1902 Encyclopedia > Aqueduct > Aqueduct in Tusculum, Italy

(Part 3)

Aqueduct in Tusculum, Italy

Of the constructions for the conveyance of water in Italy in early times, there is an example at Tusculum, consisting of an oblong basin divided into several chambers, which received the water of a spring, and then distributed it by pipes (tubi, fistulae) or canals. The basin is built of blocks of stone, which, along the sides, overlap each other, till they meet and form a roof – a principle of building which was afterwards supplanted by vaulting, and which occurs also in the earliest Greek masonry. The pipes were either of lead or baked clay. When the course lay in soil, gullies were cut and conduits of masonry built within them. When rocky ground intervened, tunnels were pierced, and in both cases shafts (spiramen, lumen) were made at intervals of about 240 feet, to admit light and fresh air. The inside of the walls of these channels received a coating impervious to water, composed of chalk and crushed fragments of tile.
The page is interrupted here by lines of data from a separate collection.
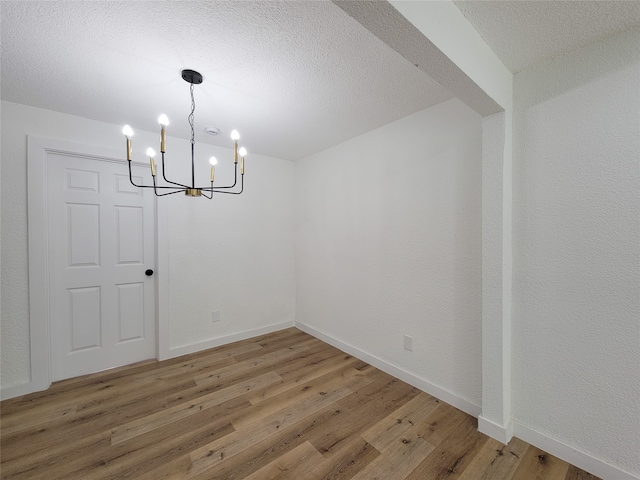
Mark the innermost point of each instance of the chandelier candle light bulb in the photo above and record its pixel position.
(193, 78)
(213, 162)
(151, 153)
(235, 136)
(163, 121)
(242, 152)
(128, 133)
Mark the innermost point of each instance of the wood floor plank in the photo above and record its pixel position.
(403, 420)
(267, 450)
(450, 458)
(304, 461)
(495, 460)
(400, 458)
(352, 456)
(574, 473)
(282, 405)
(382, 397)
(178, 412)
(208, 456)
(540, 465)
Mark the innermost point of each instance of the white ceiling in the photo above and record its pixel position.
(295, 77)
(524, 32)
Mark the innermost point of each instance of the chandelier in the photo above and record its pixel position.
(193, 78)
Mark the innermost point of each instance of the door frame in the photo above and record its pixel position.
(38, 155)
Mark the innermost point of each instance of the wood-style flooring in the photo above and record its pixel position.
(281, 406)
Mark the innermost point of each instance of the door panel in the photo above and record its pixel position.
(101, 241)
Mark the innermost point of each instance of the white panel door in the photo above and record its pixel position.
(101, 242)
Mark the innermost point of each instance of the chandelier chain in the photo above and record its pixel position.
(191, 115)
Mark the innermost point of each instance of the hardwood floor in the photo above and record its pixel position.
(281, 406)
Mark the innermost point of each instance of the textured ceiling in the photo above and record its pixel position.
(524, 32)
(293, 77)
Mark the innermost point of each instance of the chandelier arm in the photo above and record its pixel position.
(165, 177)
(144, 186)
(168, 193)
(155, 187)
(214, 190)
(235, 179)
(205, 196)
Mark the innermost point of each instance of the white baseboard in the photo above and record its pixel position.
(501, 433)
(17, 390)
(216, 342)
(411, 379)
(569, 454)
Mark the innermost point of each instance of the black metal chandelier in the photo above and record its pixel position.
(193, 78)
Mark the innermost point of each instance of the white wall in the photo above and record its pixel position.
(389, 243)
(236, 252)
(576, 330)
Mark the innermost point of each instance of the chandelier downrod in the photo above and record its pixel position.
(193, 78)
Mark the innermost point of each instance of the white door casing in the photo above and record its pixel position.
(41, 151)
(101, 241)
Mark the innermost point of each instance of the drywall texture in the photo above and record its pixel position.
(576, 312)
(388, 243)
(235, 252)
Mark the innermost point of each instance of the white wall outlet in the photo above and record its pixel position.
(408, 343)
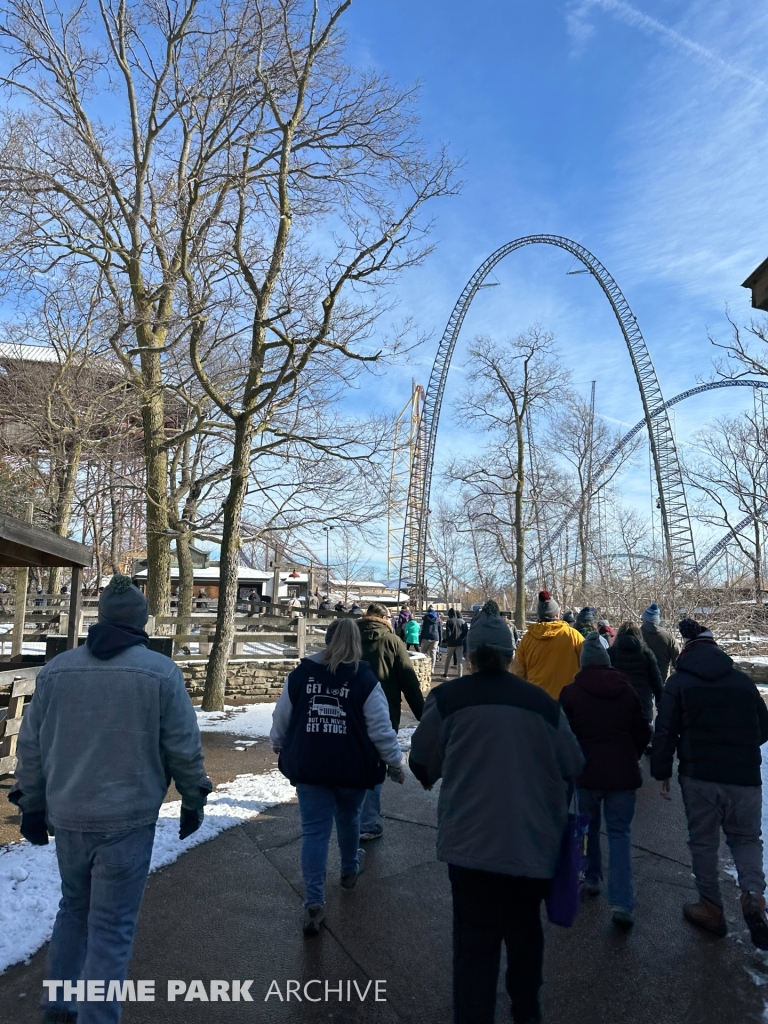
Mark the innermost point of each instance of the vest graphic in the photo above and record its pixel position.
(325, 713)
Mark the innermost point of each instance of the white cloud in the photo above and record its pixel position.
(581, 30)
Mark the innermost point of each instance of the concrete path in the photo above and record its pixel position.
(231, 909)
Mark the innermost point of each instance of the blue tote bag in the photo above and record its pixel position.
(567, 886)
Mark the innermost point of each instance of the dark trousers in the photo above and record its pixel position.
(489, 909)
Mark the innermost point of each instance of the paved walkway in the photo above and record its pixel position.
(231, 909)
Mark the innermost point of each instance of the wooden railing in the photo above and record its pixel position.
(17, 686)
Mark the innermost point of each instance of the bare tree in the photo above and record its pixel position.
(508, 385)
(731, 471)
(298, 312)
(582, 437)
(446, 550)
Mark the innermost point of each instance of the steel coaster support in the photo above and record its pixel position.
(624, 441)
(675, 517)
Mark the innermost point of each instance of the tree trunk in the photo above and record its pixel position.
(213, 697)
(185, 584)
(158, 540)
(117, 518)
(65, 502)
(520, 532)
(758, 565)
(583, 545)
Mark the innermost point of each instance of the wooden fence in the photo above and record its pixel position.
(15, 687)
(293, 636)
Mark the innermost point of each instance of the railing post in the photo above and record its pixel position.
(301, 636)
(19, 598)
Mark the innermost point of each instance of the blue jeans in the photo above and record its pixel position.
(371, 808)
(318, 806)
(102, 883)
(619, 807)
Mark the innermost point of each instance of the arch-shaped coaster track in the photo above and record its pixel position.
(675, 518)
(631, 434)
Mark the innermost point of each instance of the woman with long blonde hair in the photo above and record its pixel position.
(332, 729)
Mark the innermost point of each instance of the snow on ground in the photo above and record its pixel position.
(248, 720)
(29, 875)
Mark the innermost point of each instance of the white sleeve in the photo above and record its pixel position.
(281, 719)
(380, 728)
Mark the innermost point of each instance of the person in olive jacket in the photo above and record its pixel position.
(629, 654)
(390, 663)
(660, 641)
(607, 719)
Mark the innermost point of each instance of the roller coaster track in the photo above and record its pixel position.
(674, 508)
(631, 434)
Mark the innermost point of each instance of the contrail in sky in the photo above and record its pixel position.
(652, 26)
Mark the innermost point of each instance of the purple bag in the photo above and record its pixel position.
(566, 893)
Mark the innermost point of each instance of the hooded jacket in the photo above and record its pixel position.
(402, 617)
(388, 657)
(455, 632)
(332, 728)
(430, 627)
(548, 655)
(664, 646)
(638, 663)
(505, 753)
(713, 716)
(103, 737)
(412, 631)
(608, 721)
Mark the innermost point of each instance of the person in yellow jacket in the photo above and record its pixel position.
(548, 654)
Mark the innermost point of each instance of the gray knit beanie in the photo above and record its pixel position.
(489, 630)
(652, 614)
(548, 609)
(593, 651)
(123, 604)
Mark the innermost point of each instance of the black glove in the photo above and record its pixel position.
(190, 821)
(34, 828)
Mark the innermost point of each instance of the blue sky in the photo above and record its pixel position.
(636, 129)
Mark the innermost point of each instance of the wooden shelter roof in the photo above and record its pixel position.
(26, 546)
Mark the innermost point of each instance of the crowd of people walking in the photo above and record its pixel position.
(523, 735)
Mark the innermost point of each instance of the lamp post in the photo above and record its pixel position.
(328, 561)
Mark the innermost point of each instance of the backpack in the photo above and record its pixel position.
(453, 633)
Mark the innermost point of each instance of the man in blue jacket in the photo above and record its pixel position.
(110, 725)
(713, 716)
(505, 753)
(431, 635)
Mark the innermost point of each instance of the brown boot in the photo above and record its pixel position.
(753, 907)
(708, 915)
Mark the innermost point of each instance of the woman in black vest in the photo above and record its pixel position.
(335, 739)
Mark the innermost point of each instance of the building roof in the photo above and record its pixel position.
(26, 546)
(212, 573)
(29, 353)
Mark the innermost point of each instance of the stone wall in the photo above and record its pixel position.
(258, 680)
(262, 680)
(422, 667)
(757, 671)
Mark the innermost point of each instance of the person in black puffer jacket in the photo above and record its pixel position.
(714, 717)
(637, 662)
(608, 721)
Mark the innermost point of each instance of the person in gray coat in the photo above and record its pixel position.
(110, 725)
(505, 753)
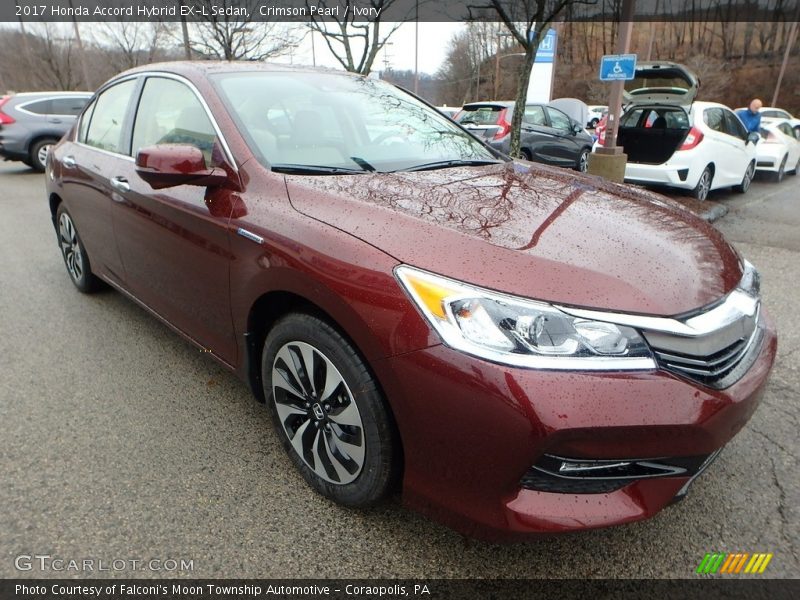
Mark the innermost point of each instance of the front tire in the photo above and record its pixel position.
(583, 161)
(747, 179)
(700, 191)
(328, 411)
(37, 158)
(778, 177)
(77, 262)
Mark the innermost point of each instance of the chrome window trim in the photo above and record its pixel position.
(145, 75)
(223, 142)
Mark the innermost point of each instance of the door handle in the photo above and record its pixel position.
(120, 184)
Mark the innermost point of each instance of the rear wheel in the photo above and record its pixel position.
(328, 411)
(38, 154)
(75, 258)
(747, 179)
(700, 191)
(778, 177)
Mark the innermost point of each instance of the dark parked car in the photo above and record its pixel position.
(548, 135)
(523, 352)
(31, 123)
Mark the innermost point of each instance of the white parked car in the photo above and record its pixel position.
(596, 112)
(672, 140)
(778, 152)
(772, 113)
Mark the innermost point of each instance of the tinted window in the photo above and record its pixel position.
(787, 129)
(733, 125)
(714, 118)
(332, 120)
(67, 106)
(84, 125)
(559, 120)
(483, 115)
(40, 107)
(170, 113)
(106, 127)
(534, 115)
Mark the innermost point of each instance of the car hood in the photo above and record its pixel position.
(534, 231)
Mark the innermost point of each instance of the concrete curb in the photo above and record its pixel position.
(714, 212)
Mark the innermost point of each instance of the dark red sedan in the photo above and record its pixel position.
(523, 349)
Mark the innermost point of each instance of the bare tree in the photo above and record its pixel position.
(133, 43)
(223, 35)
(355, 44)
(525, 21)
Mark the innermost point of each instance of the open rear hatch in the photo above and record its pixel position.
(661, 83)
(656, 120)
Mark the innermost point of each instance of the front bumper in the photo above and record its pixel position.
(471, 430)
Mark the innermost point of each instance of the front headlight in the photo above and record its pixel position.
(521, 332)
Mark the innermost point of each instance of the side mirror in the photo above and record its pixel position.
(170, 165)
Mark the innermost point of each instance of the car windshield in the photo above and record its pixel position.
(327, 123)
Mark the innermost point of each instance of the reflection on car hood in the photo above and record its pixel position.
(536, 231)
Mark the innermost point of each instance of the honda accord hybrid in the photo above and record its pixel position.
(518, 349)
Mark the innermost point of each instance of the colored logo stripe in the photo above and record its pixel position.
(724, 562)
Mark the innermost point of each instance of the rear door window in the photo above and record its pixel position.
(170, 113)
(67, 106)
(733, 125)
(559, 120)
(106, 129)
(484, 115)
(40, 107)
(534, 115)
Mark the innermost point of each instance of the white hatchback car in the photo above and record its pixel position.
(778, 152)
(672, 140)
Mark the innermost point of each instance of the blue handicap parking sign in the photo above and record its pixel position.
(615, 67)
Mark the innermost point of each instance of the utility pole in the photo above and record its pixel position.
(187, 50)
(86, 80)
(789, 44)
(416, 47)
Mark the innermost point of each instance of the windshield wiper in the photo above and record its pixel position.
(445, 164)
(314, 169)
(362, 163)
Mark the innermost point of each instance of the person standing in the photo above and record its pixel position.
(751, 117)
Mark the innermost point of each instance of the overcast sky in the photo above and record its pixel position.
(433, 42)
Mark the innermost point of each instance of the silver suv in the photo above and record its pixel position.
(31, 123)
Where the course was interrupted by an inequality in the ground, a vertical pipe (venter) was placed reaching to the surface or above it. The water rushing up this pipe was freshened by contact with the air, and again fell back to the new course which it had to take. Works of this kind, undertaken for the public convenience, were paid for out of the public purse, a tax being levied for the use of the water.